Il sindaco Ferlazzo fra difficoltà e tenacia
Ancora il 12 giugno 1920 il Consiglio deve rescindere il contratto con l’appaltatore, la ditta Onofrio Russo, di via Vittorio Emanuele e di via Maurolico per inadempienza in quanto dopo due anni non ha ancora ripreso i lavori. Il 14 aprile 1923 Ferlazzo può ricordare che “le domande dell’impresa erano di una tale entità e la causa così intricata e manipolata che se non si fosse data tutta la più attenta e incessante assistenza il Comune pericolava di avere la peggio, pure avendo sostanzialmente ragione”.
Nemmeno i cimiteri sono stati trascurati, sosterrà il Sindaco, contestando le affermazioni del commissario Bua. Riconosce che le vecchie mura che ne chiudono il recinto sono in parte in cattive condizioni statiche ed anche cadenti e da qualche parte è anche agevole l’accesso in maniera che qualche volta è possibile eludere la vigilanza. Tale stato di cose si è determinato a causa delle alluvioni recenti e l’amministrazione oltre ai provvedimenti urgenti adottati per i lavori di minore entità, ottenne dal Consiglio comunale nella seduta del 18 agosto 1922 l’approvazione del progetto della ricostruzione delle mura di cinta e la costruzione di nicchie a colombaia. Per cui quanto prima si procederà all’esecuzione dei lavori. Inoltre nel 1922 fu dato incarico all’ing. Amendola di redigere progetti per i cimiteri di Alicudi, Filicudi, Panarea, Ginostra, Vulcano Piano, Vulcano Gelso, Quattropani ed Acquacalda.

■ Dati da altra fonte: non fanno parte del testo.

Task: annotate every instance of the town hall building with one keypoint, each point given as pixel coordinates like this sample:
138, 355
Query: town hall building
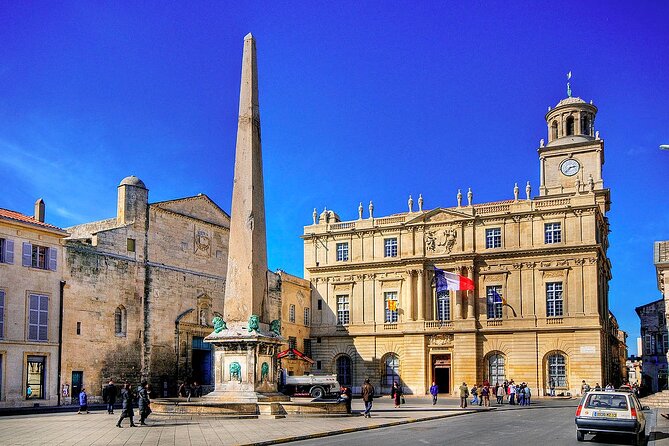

La relazione di autodifesa del 14 aprile 1923 trova il voto contrario dell’opposizione anche se quando il nuovo consiglio, dopo le elezioni amministrative, era tornato a riunirsi l’11 ottobre 1920, Ferlazzo era stato rieletto Sindaco all’unanimità. Grazie al raddoppio della tassa sulla pomice ma, soprattutto, alla ripresa della sua esportazione si era riusciti se non a risanare il bilancio quanto meno a contenerne il deficit. Nel dibattito che ne era seguito il consigliere De Mauro si augurava che ora venissero affrontati in particolare tre problemi: la sistemazione della città murata lasciata libera dai coatti sgomberando le casupole cadenti e realizzando, al loro posto, nuove case e magari anche un albergo “per stimolare qui in Lipari il movimento dei forestieri”; la costruzione di un nuovo ospedale giacchè quello esistente – l’Ospedale dell’Annunciata - oltre ad essere malmesso, dovrà subire una demolizione parziale quando si porrà mano alla sistemazione di via Vittorio Emanuele[16]; infine e soprattutto la scuola sia per quanto riguarda i locali, “diversi dei quali sono stati giudicati pericolanti e purtroppo ancora frequentati dagli alunni e dai maestri”, ma soprattutto per quando riguarda l’istruzione : bisogna che l’amministrazione si assuma l’impegno di fare sparire dalle Eolie la parola analfabetismo.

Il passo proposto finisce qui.